Même si je force un peu le trait (et encore), la réalité est tout autre. Un bon programmeur doit sans cesse trouver le meilleur compromis en se basant sur tous les outils qui peuvent l’aider à gérer la complexité d’un programme. Le code auto-documenté en est un, très important même, mais il est souvent loin d’être suffisant. Méfiez-vous d’ailleurs de tous ceux qui prétendent avoir trouvé le Graal et prônent une politique absolutiste, car la vérité est souvent dans la nuance, jamais dans les extrêmes. Bien utilisé, l’emploi de commentaires peut et doit vous aider à mieux structurer et documenter votre code. Les refuser, comme l’auteur le prétend dans son article en argüant qu’un programmeur n’est pas un documentateur, revient à prétendre qu’aucune autre forme de documentation que le code n’est nécessaire. Exit donc les architectures logicielles, les diagrammes UML, les plans de test, les modélisations détaillées, le pseudocode ou la description des méthodes algorithmiques et mathématiques, tout ce que vous avez à savoir se trouve dans le code. Tant que nous y sommes, peut-être même que pour un pur programmeur, tout ce qu’il y a à savoir se trouve dans le code compilé.
Plus sérieusement, le code ne contient que ce que le compilateur doit savoir, mais certainement pas tout ce que vous, en tant qu’humain, devez savoir. Les commentaires doivent être vus et utilisés comme moyen de documentation intermédiaire entre le code et les autres documents de conception. Ils ne doivent donc pas faire double emploi, mais plutôt apporter un éclairage à un niveau d’abstration plus élevé, c’est à dire à niveau qu’aucun code auto-documenté ne pourrait atteindre. Les commentaires doivent toujours décrire l’intention du programmeur, et certainement pas reformuler ce que le code réalise. Ils ne doivent dès lors aucunement être redondants et certainement pas être obsolètes. Car oui, les commentaires doivent s’écrire conjointement avec le code lui-même, et changer l’un revient à changer l’autre.
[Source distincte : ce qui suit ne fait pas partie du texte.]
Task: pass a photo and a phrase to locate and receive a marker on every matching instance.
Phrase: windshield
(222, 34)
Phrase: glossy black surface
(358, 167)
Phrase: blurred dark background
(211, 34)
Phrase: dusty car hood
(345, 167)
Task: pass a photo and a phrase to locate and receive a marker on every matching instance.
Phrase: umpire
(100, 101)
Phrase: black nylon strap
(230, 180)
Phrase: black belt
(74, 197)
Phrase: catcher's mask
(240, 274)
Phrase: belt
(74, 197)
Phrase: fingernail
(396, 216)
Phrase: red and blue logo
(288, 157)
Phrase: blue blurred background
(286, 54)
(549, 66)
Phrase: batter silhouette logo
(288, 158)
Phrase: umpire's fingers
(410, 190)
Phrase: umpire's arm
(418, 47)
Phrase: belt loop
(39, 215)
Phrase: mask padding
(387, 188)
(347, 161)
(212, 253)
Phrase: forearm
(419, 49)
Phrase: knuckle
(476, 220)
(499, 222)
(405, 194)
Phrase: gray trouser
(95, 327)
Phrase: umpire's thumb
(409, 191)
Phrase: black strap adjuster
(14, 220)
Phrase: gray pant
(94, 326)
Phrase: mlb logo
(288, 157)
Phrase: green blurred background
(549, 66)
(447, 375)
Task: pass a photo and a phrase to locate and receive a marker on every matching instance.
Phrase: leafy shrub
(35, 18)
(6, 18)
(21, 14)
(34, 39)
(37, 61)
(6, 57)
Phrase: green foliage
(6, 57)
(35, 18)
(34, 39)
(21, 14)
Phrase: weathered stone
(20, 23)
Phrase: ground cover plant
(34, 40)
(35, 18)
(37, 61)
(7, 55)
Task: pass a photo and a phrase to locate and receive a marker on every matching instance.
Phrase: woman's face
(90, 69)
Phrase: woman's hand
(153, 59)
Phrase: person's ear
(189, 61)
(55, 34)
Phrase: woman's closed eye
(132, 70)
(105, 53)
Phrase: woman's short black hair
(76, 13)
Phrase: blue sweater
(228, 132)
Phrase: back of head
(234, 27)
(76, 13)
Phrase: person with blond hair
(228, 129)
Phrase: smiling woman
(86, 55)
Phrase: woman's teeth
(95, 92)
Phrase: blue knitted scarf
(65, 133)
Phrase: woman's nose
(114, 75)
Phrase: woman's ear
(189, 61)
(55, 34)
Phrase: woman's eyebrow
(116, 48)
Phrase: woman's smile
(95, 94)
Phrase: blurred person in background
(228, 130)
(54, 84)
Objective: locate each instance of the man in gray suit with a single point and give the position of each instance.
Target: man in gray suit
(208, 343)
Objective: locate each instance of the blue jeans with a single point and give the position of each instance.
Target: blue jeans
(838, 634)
Pour bien fixer les idées, dites-vous qu’une ne lisant que les commentaires se rapportant à une fonction, vous devez être non seulement capable de savoir ce que la fonction fait, mais aussi de saisir les grandes lignes logiques de comment elle y parvient. En ce sens, les commentaires doivent toujours décrire une histoire qu’il doit être possible de lire en ignorant le code avec lequel ils s’entremêlent. Des commentaires de plus haut niveau peuvent également aider à comprendre comment l’ensemble des fonctions ou classes s’articulent, en résumant le fonctionnement général ou en ponctuant certaines parties du code, tout comme une table des matières et des titres de chapitre structurent un livre. Et si vous n’avez jamais ressenti le besoin d’employer des commentaires, peut-être est-ce tout simplement parce que vous n’avez jamais écrit de livre. Il n’y a rien de péjoratif là-dedans, mais c’est bon de le savoir avant de prétendre avoir tout compris et militer pour leur disparition.
Pour clore ce petit billet, je voudrais citer le livre “Code Complete” de Steve McConnel. Unique en son genre, ce dernier aborde en long et en large le sujet trop souvent ignoré de la gestion de la complexité dans les programmes informatiques. Et si vous ne deviez en lire qu’un passage, alors il s’agit sans conteste de “The Commento” que vous trouverez chaptire 32.3.